22 October 2014 | The record billions of dollars paid out by British Petroleum to U.S. Gulf Coast States in the wake of the Deep-water Horizon blowout is big news again, after the details of the settlement were released on October 5th. The compensation equates to the disaster– a total of over $20 billion, including some $ 5.5 billion in federal pollution fines and $7.1 billion to cover damages to natural resources and fisheries. However, there’s one place the obvious costs of devastation won’t show up, and that’s in the calculation of gross domestic product. The year of the spill, United States’ GDP gained from the subsequent spending, as well as temporarily employing thousands of cleanup workers, scientists, and lawyers, in a perverse employment blip. What is wrong with this picture?
For decades economists and policy-makers have struggled with how to track productivity and wealth.
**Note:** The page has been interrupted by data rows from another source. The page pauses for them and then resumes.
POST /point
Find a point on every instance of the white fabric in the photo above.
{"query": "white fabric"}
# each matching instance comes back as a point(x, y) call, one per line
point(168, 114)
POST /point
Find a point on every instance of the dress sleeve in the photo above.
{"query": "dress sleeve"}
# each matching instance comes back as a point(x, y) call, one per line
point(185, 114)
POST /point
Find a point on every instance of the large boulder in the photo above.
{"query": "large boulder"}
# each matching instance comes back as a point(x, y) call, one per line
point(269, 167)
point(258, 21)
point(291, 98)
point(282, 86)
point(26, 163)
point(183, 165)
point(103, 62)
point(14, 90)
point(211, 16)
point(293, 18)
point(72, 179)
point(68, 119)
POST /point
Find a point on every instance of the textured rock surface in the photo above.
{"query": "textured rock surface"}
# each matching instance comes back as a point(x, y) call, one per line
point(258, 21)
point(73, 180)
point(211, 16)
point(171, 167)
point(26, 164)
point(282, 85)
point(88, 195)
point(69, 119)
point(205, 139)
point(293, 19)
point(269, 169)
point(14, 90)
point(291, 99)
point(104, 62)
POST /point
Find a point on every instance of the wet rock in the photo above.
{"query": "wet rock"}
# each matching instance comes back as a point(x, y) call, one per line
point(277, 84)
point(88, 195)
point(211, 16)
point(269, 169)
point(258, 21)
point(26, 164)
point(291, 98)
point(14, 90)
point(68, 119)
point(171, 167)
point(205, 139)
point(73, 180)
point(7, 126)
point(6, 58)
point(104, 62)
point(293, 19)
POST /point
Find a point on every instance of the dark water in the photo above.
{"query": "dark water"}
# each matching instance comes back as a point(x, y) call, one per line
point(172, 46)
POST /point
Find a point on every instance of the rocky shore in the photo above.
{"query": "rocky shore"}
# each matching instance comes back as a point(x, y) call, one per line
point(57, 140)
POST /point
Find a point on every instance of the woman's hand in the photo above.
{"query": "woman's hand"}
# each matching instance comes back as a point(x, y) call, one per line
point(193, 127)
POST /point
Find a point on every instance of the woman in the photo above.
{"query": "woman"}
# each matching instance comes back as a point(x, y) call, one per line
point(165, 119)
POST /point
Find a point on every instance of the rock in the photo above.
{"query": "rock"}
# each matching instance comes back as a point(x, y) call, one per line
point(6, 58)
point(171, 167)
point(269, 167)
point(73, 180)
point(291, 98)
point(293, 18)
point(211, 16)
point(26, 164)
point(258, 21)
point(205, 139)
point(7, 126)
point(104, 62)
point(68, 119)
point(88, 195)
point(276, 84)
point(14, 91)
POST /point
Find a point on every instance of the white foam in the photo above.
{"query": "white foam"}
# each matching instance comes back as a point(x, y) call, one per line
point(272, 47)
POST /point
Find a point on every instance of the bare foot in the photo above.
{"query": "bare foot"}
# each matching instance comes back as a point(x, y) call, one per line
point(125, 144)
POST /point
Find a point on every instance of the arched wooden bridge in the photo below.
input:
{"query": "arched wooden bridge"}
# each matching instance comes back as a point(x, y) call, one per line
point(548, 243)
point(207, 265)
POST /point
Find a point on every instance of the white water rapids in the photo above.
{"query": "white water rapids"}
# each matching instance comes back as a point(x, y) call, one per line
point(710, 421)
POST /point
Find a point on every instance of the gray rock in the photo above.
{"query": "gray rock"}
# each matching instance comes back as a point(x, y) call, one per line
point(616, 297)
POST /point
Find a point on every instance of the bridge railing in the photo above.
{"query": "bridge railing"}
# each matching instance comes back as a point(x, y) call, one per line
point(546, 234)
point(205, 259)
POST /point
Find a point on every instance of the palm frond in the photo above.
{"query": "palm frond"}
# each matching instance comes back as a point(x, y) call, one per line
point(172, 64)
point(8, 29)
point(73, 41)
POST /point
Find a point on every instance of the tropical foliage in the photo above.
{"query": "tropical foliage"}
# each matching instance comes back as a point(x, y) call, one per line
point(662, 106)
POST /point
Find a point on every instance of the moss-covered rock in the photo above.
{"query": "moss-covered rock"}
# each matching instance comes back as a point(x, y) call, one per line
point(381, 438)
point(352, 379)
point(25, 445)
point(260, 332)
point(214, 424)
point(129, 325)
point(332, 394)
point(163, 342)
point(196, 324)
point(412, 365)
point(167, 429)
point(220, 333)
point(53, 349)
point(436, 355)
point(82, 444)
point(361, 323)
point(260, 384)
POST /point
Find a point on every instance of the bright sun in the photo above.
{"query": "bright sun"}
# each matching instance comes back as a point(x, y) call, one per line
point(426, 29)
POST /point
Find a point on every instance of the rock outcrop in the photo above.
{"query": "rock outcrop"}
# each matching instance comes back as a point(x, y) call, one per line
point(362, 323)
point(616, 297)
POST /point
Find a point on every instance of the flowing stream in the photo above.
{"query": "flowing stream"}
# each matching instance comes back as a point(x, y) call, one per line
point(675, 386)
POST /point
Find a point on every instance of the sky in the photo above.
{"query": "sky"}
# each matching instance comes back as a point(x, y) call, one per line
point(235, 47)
GDP remains the favored metric, despites its obvious shortcomings, particularly when it comes to measuring current and anticipated human well-being. Alternative indices have been tried, but they don’t garner the respect of conventional economists, and are abandoned at the side of the economic growth- obsessed world.
And why does it matter? When huge environmental disasters are seen to have ‘positive’ economic consequences by traditional measures of prosperity, they are masking lasting damage to human well-being, much of which is tied to intact ecosystems and ecosystem services. Worse still, the incentives to create policies that minimize the risk of future disasters are just not apparent. And it’s not just misevaluations of disasters – it’s the gradual eroding of our natural world, with economic models to support that behavior. If ecological consequences don’t find their way into economic measures of prosperity, irreversible degradation of natural systems will be difficult to avoid.
Natural capital accounting can help to create a more reasonable picture of the true wealth of communities and countries, as it takes into account not only productivity (revenues and jobs) but also the wealth contained in natural resources and ecosystems. This includes hidden services: providing air to breath, food to eat, protection from storms, places for recreation and long-lasting tradition. But even here conventional economics fails us: economic theory assumes that resources have no economic return until extraction, which leads to the perverse conclusion that it is advantageous to take everything to the last drop, rather than to utilize resources sustainably and allow nature to replenish itself. Social scientist Colin Clark famously called this ‘the clear-cut economy’ – a dead end in terms of sustainability and future human well-being.
Getting a grip on real measures of prosperity is urgently needed. A collaboration of the ecological and economic sciences is needed to assess the true value of ecosystems and their services. Those values could then be represented in cost-benefit analyses and objective assessments of the trade-offs inherent in development decisions. Such information might tip the balance against permitting risky operations, like Deep-water oil extraction, in sensitive areas. More importantly, this sort of information could support a new paradigm of growth with equity, as is repeatedly called for: even in the Pope’s encyclical and his recent message to the UN General Assembly. While efforts like the U.N.’s recently adopted Sustainable Development Goals point us in the right direction, we are in desperate need of adequate measurements to record and promote progress, to complement or even replace outdated and misguided measures like GDP.
If we don’t start to focus on what’s really important to human prosperity, the environmental degradation supported by our current principles of economic progress will inevitably result in the loss of our global ecosystems’ ability to support human communities. When we reach this point of ecological dysfunction, we will be left with no second chances to get it right.